Inhibitory effect of caffeic acid on cancer cell proliferation by oxidative mechanism in human HT-1080 fibrosarcoma cell line


Caffeic acid (3,4-dihydroxy cinnamic acid) (CA) is naturally found in fruits, vegetables, olive oil, and coffee. This study was undertaken to evaluate the anticancer effect of caffeic acid on HT-1080 human fibrosarcoma cell line. The antiproliferative effect of caffeic acid was determined by MTT assay, and the oxidative stress was determined by lipid peroxidation, changes in the enzymatic, and non-enzymatic antioxidant status.

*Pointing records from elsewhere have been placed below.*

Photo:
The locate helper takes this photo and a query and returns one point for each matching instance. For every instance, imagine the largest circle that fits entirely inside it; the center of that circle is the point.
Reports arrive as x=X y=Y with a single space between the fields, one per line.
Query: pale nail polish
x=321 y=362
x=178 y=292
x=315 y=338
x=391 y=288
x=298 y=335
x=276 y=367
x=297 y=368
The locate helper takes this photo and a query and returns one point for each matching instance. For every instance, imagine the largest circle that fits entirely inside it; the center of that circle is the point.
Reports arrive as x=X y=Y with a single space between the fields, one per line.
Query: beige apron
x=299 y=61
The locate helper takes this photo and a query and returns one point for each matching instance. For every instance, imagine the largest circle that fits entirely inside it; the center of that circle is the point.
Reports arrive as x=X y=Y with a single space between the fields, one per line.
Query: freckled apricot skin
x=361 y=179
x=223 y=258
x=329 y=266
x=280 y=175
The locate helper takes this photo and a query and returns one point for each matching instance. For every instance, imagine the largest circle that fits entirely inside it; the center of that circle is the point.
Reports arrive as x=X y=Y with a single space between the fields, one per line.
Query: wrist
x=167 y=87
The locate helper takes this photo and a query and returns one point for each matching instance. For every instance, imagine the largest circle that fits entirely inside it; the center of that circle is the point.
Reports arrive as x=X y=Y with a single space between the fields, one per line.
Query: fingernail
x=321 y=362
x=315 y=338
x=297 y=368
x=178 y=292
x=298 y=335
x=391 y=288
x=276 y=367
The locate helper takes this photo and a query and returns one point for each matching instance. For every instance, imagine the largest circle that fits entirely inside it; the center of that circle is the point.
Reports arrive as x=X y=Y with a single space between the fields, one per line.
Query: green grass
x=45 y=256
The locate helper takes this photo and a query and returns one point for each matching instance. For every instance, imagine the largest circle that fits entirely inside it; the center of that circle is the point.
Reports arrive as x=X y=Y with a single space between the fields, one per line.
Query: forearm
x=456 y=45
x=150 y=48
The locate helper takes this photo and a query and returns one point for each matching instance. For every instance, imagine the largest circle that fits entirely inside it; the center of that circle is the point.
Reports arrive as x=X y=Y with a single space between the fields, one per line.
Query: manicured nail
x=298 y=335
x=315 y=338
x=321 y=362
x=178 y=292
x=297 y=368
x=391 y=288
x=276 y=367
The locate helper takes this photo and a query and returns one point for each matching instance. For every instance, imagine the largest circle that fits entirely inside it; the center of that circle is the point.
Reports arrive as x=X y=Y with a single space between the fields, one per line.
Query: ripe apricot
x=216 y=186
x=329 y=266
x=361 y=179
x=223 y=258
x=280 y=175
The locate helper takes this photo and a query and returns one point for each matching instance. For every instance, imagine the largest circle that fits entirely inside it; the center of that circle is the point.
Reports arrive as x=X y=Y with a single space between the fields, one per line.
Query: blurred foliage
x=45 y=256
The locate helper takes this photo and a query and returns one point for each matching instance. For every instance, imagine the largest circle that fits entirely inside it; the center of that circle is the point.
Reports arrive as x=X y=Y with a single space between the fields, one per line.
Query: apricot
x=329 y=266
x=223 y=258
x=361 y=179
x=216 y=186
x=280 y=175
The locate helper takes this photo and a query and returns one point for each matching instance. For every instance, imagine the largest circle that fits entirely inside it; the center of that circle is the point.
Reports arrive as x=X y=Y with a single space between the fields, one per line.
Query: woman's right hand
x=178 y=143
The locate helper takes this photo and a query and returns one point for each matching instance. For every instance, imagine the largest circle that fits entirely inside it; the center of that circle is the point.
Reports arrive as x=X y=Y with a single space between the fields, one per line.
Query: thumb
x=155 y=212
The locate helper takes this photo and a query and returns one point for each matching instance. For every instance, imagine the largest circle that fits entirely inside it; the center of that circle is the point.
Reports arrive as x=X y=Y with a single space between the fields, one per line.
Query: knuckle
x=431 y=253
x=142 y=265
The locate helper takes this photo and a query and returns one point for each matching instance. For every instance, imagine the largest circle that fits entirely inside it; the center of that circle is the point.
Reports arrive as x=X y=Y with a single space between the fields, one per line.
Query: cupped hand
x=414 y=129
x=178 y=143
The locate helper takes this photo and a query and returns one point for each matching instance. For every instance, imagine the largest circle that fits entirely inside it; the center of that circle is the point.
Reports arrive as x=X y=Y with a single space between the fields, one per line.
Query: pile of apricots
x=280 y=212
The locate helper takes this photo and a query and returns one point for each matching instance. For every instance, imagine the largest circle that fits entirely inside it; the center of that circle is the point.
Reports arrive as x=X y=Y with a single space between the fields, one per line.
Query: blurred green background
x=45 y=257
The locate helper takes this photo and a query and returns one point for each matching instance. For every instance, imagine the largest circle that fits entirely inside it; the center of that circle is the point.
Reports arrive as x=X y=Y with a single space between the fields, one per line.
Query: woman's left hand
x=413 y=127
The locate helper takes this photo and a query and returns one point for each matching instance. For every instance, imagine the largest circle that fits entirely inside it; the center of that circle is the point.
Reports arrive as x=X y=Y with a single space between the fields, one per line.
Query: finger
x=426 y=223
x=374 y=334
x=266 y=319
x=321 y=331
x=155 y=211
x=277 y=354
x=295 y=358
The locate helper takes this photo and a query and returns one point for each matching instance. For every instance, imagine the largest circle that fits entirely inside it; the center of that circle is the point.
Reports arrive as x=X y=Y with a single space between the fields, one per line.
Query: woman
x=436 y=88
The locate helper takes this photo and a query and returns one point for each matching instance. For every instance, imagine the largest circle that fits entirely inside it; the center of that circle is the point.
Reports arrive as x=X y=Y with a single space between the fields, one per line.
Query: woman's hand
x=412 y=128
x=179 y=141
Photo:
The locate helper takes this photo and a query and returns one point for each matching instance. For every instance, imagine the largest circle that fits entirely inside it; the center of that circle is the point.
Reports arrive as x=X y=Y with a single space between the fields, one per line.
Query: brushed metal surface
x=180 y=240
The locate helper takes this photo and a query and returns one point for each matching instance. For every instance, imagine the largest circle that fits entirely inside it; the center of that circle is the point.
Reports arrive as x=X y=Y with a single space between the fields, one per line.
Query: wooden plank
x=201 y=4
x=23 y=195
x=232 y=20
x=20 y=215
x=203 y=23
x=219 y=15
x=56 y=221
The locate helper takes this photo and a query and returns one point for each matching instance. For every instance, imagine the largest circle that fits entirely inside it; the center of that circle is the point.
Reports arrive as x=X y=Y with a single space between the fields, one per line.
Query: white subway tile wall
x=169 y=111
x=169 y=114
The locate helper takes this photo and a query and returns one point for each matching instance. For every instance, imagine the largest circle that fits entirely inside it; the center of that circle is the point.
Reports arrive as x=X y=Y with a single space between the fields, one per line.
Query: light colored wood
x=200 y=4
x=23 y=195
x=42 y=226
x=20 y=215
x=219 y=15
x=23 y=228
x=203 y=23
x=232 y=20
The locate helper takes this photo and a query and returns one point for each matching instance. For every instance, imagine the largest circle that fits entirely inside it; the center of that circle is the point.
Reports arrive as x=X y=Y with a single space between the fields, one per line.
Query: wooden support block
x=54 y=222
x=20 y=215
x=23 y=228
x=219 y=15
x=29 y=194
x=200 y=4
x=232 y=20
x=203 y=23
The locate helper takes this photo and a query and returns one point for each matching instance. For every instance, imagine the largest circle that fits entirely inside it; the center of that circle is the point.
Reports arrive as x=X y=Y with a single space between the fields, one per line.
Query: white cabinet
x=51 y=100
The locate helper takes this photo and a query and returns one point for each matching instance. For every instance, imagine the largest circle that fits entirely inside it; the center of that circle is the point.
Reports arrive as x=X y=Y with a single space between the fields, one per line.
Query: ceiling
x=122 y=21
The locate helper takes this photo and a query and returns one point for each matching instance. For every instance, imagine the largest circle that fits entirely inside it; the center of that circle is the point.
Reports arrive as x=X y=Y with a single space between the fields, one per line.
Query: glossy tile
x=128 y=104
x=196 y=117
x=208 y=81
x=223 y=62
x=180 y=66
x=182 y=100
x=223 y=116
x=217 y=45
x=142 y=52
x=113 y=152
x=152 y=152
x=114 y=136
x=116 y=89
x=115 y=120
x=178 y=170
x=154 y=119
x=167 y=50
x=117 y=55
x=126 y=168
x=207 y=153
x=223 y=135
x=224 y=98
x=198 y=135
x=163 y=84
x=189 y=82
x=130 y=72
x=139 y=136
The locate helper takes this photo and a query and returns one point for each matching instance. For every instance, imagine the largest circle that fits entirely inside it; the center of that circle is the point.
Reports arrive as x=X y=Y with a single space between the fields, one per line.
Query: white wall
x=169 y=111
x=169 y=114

To understand the mode of antiproliferative effect of CA, the authors observed intracellular ROS levels by DCFH-DA method, mitochondrial membrane potential alterations by Rh-123 staining, oxidative DNA damage by comet assay, and apoptotic morphological changes by AO/EtBr-staining method. The results show that caffeic acid enhances lipid peroxidative markers such as TBARS, CD, and LHP in HT-1080 cell line. Caffeic acid enhances the ROS levels, which is evidenced by the increased DCF fluorescence. Further, caffeic acid treatment altered the mitochondrial membrane potential in HT-1080 cells. Similarly, the authors observed increased oxidative DNA damage (% Tail DNA, % Tail length, Tail moment, and olive tail moment), and apoptotic morphological changes in caffeic acid-treated groups. These data suggest that caffeic acid exhibits potent anticancer effect in HT-1080 cell line, and that it may be used as an anticancer agent.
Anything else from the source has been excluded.